While there has been much discussion regarding the need for longitudinal studies to capture the fluctuations present in CFS/ME Many question how episodic CFS/ME is. Their experience is that it is no more episodic than would probably be expected in a chronic disorder; that is, there are better or worse days but few days with truly dramatic shifts in well-being.

CFS/ME patients share with epileptics a predisposition to several autonomic related symptoms such as frequent near syncope (fainting) and low blood pressure, particularly during TILT table testing. A great deal of evidence since 1999 indicates many CFS/ME patients display abnormalities during TILT table testing or during standing.

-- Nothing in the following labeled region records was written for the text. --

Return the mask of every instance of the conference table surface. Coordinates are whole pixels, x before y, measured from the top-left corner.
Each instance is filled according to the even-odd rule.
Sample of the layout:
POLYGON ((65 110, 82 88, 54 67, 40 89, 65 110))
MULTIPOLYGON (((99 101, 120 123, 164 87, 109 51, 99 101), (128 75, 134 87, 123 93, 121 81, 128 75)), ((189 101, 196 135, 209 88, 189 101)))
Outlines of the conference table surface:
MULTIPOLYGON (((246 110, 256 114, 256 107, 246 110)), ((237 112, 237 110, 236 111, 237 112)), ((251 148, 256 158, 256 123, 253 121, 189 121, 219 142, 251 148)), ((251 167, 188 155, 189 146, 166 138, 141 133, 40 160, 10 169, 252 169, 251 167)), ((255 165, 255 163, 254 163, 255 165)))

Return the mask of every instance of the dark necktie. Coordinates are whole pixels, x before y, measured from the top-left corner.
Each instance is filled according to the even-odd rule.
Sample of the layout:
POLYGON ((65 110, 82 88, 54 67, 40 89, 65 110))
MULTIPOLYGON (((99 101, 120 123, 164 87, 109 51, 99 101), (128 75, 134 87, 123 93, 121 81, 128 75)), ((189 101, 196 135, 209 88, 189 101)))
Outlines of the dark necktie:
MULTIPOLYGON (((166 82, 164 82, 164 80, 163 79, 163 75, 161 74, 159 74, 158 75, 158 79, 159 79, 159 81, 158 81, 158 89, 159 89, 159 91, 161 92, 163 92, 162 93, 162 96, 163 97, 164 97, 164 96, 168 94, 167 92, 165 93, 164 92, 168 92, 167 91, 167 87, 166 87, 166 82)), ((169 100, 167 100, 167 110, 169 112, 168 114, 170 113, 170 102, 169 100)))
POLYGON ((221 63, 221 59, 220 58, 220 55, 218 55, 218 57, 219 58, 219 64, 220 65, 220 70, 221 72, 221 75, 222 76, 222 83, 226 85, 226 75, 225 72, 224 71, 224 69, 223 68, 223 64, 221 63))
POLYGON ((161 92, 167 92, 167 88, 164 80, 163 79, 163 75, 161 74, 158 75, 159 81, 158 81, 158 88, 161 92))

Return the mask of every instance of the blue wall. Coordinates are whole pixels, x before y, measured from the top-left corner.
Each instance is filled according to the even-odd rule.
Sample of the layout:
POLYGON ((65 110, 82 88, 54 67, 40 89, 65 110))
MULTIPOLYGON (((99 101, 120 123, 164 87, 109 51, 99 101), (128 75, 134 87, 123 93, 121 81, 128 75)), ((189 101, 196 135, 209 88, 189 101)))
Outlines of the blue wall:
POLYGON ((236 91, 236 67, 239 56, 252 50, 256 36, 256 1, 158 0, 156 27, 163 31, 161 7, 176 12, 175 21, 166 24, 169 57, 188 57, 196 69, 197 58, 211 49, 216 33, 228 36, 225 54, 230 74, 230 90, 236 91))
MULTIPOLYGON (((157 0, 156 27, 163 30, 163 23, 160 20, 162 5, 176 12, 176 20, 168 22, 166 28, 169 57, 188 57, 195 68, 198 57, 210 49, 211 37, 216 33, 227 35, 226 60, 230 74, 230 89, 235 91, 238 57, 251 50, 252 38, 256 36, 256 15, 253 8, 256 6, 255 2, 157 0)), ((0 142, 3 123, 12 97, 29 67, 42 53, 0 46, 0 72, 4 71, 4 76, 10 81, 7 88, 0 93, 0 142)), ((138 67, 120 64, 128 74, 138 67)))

CFS/ME patients share with migraine sufferers such symptoms as headache, confusion, increased sensitivity to lights, sounds and smells as well as exacerbated responses to serotonin. Symptom exacerbation during menstruation and muscle pain, disequilibrium and unusual sweating are often seen in both diseases. White brain matter abnormalities and reduced cerebral blood flows are also seen in both diseases and stress, alcohol and caffeine can exacerbate symptoms in both diseases. Transient or chronic fatigue is also common in migraine.

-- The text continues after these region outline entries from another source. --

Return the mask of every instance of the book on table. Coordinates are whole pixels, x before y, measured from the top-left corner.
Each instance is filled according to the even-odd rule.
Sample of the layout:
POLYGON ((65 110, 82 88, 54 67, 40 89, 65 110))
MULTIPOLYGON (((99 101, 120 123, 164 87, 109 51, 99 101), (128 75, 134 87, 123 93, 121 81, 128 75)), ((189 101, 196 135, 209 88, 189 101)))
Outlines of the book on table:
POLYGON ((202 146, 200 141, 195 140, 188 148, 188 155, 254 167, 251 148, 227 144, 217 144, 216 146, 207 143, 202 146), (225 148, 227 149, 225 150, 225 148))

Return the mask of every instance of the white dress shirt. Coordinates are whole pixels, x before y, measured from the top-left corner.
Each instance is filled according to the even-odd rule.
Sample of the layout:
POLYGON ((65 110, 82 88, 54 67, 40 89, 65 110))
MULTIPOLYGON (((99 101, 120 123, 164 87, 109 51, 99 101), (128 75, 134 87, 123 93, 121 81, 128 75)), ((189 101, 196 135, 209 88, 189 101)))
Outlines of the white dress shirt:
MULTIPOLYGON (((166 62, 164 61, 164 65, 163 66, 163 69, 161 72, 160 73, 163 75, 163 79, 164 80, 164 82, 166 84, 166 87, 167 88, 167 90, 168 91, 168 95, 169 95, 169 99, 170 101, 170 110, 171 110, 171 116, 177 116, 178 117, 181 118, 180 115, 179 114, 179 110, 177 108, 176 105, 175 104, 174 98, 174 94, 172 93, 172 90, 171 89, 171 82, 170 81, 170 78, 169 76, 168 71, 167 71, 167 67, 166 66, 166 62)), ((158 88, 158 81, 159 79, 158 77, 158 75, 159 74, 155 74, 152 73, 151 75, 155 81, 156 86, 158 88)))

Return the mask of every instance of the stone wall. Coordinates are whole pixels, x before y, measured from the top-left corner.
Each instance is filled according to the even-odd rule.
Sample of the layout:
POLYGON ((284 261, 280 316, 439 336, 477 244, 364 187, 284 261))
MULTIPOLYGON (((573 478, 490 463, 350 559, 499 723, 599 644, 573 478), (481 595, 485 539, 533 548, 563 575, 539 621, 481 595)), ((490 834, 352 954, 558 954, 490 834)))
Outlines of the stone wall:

Finally, there is evidence of a channelopathy in CFS/ME. Some indirect evidence of ion channel disruption is provided by Chaudhuri et al's finding of increased resting energy expenditure (REE) in CFS/ME patients. Since about 25% of the energy expended during resting goes to maintaining ion gradients in the cell, the authors speculate the increased REE seen in CFS/ME could be due to compensation for faulty ion channel functioning. CFS/ME patients also appear to be particularly susceptible to some substances (alcohol, anesthesia, some cholesterol lowering drugs) known to effect either membrane integrity (alcohol) and/or ion function (anesthethetics). Indeed fatigue is a common symptom of a new anti-epileptic drug, dezinamide, targeting sodium channels. Results from a thallium scan of the cardiac muscle in CFS/ME patients suggest a potassium ion channel dysfunction that may be responsible for the cardiomyopathy reported by Lerner and now advocated by Cheney. Chaudhuri and Behan believe a potassium channelopathy is mostly likely to occur in CFS/ME.

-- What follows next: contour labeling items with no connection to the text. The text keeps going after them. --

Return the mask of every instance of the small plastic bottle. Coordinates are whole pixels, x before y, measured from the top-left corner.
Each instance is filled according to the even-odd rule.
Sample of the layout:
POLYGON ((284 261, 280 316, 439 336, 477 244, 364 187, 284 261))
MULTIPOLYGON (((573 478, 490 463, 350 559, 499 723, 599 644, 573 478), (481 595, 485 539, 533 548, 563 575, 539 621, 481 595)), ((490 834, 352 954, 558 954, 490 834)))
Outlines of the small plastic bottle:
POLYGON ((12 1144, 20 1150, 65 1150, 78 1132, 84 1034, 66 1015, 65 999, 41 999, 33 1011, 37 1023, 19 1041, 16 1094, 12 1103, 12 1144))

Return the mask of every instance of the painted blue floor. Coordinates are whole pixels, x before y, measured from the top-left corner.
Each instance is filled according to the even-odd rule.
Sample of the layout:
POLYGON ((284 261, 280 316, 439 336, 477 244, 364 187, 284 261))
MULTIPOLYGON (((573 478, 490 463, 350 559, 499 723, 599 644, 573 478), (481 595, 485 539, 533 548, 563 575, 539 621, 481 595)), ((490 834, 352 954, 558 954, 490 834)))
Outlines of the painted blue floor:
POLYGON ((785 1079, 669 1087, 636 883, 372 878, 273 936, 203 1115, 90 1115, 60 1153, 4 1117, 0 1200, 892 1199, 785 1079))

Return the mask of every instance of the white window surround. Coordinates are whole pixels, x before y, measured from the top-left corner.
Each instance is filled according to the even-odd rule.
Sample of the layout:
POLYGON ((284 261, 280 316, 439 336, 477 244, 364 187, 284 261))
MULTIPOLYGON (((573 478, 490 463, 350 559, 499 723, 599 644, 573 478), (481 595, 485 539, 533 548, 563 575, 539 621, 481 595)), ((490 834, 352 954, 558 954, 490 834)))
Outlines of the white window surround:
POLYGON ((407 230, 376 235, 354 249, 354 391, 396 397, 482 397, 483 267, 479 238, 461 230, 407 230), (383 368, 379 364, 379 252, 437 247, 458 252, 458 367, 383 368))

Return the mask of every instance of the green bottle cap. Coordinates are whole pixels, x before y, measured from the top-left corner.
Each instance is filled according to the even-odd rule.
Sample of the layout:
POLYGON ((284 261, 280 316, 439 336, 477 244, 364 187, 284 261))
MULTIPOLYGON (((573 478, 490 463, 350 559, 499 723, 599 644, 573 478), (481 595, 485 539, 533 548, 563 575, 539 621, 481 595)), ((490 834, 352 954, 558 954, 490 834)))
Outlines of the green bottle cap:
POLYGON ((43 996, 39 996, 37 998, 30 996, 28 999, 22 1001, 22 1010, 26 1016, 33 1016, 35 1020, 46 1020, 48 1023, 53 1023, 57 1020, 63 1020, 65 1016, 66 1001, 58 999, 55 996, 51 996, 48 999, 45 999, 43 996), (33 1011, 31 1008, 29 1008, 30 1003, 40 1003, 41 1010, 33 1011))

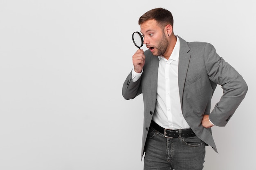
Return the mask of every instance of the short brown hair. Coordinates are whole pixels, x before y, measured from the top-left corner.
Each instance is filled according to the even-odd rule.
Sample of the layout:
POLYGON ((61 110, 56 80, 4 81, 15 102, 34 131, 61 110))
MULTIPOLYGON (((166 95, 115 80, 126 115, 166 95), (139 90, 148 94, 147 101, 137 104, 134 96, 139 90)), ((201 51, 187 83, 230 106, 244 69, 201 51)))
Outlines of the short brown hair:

Potential causes of channel dysfunction - The natural history of CFS/ME suggests that an early pathogenic or toxic insult often occurs. Several viruses, including HIV and the picornaviruses are able to alter ion channel flow. Herpes viruses have also been linked, interestingly enough given their history in CFS/ME, to altered ion channel functioning. Ciguatoxin, a neuronal sodium channel disrupter, produces many symptoms, including fatigue, similar to those that occur in CFS/ME. Studies indicate a substantial number of CFS/ME patients have extremely high levels of the ciguatera epitope. Toxic insults from organophosphate's, lead, insecticides, pesticides can also alter ion channel activity.